Learning how to use machine learning by using sagemaker to predict the outcome of basketball games.
This workshop contains everything needed to train and deploy your own machine learning endpoint for predicting the outcomes of NBA basketball games. The steps here will take you to the point of deploying a Jupyter notebook which contains the python code needed to complete the workshop. Once you finish the instructions here, you will want to follow the instructions listed in the Jupyter notebook.

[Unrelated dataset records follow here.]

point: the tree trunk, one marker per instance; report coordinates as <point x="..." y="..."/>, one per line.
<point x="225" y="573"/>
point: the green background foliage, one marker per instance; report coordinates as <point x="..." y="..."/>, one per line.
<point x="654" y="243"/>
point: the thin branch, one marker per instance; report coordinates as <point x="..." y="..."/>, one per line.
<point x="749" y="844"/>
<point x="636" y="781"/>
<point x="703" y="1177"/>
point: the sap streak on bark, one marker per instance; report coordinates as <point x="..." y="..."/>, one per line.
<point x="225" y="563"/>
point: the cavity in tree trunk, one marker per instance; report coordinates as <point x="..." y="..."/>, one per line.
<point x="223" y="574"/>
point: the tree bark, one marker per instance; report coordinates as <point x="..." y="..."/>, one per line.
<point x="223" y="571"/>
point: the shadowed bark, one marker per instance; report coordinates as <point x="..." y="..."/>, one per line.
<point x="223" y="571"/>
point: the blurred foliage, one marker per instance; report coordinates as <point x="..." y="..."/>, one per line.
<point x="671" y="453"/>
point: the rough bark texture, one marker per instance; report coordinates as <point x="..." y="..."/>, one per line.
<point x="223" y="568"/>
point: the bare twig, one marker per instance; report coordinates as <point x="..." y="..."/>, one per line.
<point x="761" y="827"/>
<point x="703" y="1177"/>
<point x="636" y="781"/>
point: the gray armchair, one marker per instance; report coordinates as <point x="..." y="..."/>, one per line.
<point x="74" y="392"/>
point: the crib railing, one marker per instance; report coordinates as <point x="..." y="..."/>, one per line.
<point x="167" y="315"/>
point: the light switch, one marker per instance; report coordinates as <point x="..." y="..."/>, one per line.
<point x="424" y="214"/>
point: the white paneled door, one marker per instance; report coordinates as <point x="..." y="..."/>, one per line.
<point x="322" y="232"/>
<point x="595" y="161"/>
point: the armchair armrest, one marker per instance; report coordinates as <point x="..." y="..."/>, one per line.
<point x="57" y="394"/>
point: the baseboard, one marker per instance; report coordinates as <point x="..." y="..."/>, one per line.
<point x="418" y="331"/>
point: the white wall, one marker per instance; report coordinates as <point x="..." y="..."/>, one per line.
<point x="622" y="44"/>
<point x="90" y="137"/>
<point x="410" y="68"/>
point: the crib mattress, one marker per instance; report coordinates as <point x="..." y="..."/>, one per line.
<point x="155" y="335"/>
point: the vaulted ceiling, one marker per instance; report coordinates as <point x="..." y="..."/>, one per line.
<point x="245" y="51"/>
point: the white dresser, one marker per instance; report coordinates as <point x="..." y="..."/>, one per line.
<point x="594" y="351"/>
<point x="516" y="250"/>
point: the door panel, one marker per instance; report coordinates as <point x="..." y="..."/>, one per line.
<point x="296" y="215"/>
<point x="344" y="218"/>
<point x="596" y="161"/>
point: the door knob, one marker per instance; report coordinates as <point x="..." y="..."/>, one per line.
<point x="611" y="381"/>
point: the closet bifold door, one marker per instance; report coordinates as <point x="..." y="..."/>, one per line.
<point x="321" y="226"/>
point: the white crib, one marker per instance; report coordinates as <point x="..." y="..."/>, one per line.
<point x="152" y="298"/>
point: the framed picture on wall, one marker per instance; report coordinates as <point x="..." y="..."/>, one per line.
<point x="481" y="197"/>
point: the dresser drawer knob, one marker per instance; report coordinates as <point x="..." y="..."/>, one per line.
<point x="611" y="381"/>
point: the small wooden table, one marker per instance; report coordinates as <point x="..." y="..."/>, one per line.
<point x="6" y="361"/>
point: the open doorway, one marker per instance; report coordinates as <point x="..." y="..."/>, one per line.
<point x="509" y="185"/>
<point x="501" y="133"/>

First we will want to create an S3 bucket where we can store information like our training data, as well as several artifacts created during the training and deployment stages.
-
Navigate to S3 (either by finding it in the list, or typing in S3 into the search bar)
-
Select the “create bucket” button
-
Name the bucket basketball-predictor-YOURNAME
-
Click the create button in the bottom left (all default settings are fine)
-
Create bucket basketball-predictor-YOURNAME
-
Remember this bucket name, you’ll need it later
Now that we have a place to store our SageMaker items, we need a development environment to begin training and deploying our machine learning model. Part of SageMaker is hosted Jupyter notebooks that allow us to more quickly get building. These notebooks come with certain things pre-installed that will make it easier to get started.
-
Navigate to the SageMaker console (either by finding it in the list, or typing in sagemaker into the search bar)
-
Find the link for “Amazon SageMaker Studio” in the left-hand column
-
Select “Quick Start”
-
Choose "Create a new role"
Now we will need to detail the IAM permissions that our SageMaker instance will have. We will need to give it access to our S3 bucket that we created earlier.
-
Choose "Specific S3 bucket" and type the bucket name you created earlier. Then select "Create role"
-
Then select "submit". You'll need to wait a couple of minutes for your SageMaker Studio Control Panel to be created
Here you have the option to select the configuration of your Jupyter notebook. This includes settings like instance size and storage amount. Note that this is the size of only the notebook itself, and the training and deployment of the model will occur on entirely different instances. In this case a t2 medium is more than enough for what we need.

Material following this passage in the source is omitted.